More than two-thirds of the 9.4 million uninsured children in the U.S. live in families with household incomes below 200% of the federal poverty level ($41,228 for a family of four in 2006). The majority of uninsured children (72%) live in families with at least one full-time worker. These families often are not offered coverage or cannot afford the premiums. Since 2001, premiums for family coverage have increased 78%, while wages have gone up 19%. The average total premium in 2007 for a family of four with employer coverage is over $12,000 per year. Public coverage targets lower income children who are more likely to be uninsured. Almost all of the 6.5 million uninsured children below 200% of poverty are eligible for Medicaid or SCHIP, but are not enrolled.

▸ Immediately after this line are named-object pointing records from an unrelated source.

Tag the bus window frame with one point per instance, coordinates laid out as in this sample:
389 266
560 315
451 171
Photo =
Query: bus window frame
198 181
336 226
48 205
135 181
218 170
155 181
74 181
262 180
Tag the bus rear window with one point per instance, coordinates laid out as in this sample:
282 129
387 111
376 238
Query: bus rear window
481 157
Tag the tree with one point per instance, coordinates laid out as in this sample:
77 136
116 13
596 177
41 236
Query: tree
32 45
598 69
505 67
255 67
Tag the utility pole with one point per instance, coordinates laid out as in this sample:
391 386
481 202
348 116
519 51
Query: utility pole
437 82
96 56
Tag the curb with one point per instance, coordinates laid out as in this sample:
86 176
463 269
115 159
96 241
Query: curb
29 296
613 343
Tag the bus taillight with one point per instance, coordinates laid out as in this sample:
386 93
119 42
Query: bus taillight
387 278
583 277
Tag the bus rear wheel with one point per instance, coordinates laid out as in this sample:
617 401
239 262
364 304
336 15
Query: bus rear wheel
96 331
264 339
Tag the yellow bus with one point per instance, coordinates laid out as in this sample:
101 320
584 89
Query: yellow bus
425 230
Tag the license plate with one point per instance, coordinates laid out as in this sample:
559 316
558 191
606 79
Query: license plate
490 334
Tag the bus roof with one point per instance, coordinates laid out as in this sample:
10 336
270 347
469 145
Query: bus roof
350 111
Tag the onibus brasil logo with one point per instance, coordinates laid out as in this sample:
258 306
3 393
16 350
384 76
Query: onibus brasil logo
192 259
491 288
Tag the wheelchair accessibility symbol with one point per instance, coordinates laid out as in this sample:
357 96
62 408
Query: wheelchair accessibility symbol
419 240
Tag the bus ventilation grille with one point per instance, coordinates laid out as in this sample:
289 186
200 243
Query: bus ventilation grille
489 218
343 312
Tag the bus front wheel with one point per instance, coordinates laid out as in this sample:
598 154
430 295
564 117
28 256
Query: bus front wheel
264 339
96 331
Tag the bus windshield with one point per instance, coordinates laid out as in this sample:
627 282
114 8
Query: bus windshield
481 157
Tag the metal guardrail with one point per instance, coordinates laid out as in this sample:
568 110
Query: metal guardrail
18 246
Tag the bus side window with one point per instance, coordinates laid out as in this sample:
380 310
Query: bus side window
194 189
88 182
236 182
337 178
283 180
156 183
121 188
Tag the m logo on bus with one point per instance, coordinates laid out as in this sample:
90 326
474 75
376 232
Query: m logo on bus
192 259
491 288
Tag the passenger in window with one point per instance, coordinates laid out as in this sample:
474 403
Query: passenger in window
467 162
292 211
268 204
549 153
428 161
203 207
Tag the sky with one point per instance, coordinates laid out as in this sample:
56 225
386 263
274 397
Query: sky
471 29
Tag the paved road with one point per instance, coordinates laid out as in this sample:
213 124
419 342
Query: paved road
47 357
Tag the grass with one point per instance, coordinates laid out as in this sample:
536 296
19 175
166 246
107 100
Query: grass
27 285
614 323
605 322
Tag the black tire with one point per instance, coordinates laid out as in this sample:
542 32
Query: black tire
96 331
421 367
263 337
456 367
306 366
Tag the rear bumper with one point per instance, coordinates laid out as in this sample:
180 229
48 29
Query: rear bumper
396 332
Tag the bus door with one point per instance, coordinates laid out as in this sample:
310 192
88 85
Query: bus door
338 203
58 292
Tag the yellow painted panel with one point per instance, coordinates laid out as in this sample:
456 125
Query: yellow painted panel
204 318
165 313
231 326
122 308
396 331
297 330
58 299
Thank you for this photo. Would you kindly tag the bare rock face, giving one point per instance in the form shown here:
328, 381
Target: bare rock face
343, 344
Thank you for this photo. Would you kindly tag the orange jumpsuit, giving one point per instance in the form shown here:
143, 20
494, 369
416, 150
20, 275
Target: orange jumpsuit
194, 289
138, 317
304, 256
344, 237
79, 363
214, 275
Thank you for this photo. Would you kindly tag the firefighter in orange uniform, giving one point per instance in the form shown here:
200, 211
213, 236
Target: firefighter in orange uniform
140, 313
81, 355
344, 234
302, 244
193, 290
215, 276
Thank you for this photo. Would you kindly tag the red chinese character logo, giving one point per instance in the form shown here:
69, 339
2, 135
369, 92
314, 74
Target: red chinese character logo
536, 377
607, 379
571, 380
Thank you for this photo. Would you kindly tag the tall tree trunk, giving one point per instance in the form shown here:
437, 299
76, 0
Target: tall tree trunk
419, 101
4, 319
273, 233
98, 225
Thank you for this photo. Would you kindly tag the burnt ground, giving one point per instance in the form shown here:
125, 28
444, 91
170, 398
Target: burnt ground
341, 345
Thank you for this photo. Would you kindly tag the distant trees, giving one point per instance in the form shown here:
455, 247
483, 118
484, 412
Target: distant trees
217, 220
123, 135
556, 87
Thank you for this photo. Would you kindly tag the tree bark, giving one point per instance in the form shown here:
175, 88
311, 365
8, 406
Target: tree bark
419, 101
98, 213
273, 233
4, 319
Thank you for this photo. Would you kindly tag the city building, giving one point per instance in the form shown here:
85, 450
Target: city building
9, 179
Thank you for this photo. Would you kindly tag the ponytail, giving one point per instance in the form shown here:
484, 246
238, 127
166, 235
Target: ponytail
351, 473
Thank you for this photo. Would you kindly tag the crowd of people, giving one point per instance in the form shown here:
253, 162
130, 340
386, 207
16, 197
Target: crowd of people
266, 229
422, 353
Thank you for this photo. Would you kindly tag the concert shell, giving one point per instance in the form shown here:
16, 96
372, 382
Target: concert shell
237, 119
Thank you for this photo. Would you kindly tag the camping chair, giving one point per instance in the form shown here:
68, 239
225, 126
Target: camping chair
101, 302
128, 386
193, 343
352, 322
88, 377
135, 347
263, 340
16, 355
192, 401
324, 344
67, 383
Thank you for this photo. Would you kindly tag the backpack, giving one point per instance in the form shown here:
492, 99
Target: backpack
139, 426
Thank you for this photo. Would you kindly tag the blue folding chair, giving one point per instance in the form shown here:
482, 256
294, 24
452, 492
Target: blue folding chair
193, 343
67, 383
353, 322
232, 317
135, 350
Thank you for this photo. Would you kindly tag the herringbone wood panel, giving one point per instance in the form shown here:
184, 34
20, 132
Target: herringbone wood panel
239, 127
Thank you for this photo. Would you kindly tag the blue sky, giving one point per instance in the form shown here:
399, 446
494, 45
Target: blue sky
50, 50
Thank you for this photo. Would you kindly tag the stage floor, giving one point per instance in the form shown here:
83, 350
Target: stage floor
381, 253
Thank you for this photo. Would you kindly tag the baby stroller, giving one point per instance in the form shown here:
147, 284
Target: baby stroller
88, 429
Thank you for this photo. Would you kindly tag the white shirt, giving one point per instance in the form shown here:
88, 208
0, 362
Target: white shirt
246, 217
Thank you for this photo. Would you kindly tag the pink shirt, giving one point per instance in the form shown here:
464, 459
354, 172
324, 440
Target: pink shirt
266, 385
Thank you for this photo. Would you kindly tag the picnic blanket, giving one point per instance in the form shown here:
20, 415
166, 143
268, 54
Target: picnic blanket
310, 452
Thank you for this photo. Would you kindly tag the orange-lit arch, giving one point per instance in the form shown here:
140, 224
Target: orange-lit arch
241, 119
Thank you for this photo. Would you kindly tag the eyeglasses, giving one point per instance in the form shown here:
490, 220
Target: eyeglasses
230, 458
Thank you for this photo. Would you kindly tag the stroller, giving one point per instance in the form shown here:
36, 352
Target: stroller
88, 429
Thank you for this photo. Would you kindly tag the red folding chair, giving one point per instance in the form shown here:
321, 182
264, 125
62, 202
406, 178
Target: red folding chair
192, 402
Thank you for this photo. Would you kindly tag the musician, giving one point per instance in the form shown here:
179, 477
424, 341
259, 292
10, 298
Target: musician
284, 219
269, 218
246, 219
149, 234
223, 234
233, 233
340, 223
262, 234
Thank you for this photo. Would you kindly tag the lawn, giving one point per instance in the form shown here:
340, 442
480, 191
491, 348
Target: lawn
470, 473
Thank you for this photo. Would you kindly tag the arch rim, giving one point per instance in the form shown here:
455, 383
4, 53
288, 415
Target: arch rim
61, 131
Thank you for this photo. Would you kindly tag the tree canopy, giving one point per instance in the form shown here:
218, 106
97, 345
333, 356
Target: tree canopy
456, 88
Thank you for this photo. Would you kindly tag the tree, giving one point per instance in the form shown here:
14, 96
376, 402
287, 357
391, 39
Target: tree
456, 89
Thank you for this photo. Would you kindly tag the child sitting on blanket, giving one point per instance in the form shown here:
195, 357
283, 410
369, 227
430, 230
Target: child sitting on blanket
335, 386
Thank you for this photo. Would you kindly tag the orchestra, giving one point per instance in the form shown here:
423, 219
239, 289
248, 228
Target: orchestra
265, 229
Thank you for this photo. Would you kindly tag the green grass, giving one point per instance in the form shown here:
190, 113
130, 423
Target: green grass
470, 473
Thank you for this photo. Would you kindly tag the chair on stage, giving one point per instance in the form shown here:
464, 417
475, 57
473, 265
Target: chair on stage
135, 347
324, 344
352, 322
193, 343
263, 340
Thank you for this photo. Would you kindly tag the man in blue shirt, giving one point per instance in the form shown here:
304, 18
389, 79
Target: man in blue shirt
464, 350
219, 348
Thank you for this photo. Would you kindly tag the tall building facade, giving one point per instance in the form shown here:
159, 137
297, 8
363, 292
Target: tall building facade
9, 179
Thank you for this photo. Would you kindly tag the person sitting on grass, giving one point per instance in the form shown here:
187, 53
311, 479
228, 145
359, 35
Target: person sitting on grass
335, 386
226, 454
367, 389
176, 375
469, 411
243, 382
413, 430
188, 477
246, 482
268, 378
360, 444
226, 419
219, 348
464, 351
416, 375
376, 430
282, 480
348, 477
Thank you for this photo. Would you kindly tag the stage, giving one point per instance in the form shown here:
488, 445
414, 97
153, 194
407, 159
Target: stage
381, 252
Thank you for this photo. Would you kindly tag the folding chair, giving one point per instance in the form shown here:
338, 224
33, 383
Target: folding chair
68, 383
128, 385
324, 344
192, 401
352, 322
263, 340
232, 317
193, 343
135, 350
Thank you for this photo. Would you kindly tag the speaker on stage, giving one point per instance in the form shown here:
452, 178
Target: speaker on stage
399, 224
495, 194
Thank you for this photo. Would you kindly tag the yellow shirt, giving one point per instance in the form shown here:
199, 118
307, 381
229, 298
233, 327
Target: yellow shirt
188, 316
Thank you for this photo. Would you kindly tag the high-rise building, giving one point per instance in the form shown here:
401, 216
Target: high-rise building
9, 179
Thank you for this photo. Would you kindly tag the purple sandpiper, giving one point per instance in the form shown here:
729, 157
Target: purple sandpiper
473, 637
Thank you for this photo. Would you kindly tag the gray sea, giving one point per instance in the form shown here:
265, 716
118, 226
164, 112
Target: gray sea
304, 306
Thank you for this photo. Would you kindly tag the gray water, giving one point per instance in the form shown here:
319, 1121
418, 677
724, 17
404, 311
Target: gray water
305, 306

Nearly one in 10 children from middle income families (200-399% of poverty) is uninsured. Those children are less likely to be eligible for public coverage. Hispanic and African-American children are more likely to be uninsured than white children. Adolescents are also more likely than younger children to be uninsured, due in part to lower Medicaid income eligibility levels for older children in some states. (Kaiser Commission on Medicaid and the Uninsured, Health coverage of children: the role of Medicaid and SCHIP 2007).
Discussion
Although results vary by state, it is clear that the S-CHIP program has significantly accomplished its goal of providing health insurance to low-income children. Though health insurance coverage is declining in America, low-income children have not been impacted by this trend in the same way as the rest of Americans. This is important, because the same characteristics that make children likely to be eligible for S-CHIP, correlate with other factors that make it less likely for them to succeed in educational environments: such as bad neighborhoods and bad schools. In fact, impoverished children and non-impoverished lower-income children are also more likely than higher-income children to live in health-threatening conditions, because lower-income people are more likely to live in substandard housing, near polluted areas, and to be exposed to greater levels of environmental toxins, such as lead. While no single program can fix all of these social problems, the reality is that S-CHIP has taken a major step towards fixing one aspect of these problems, by having a dramatic impact on the health and well-being of the nation's children.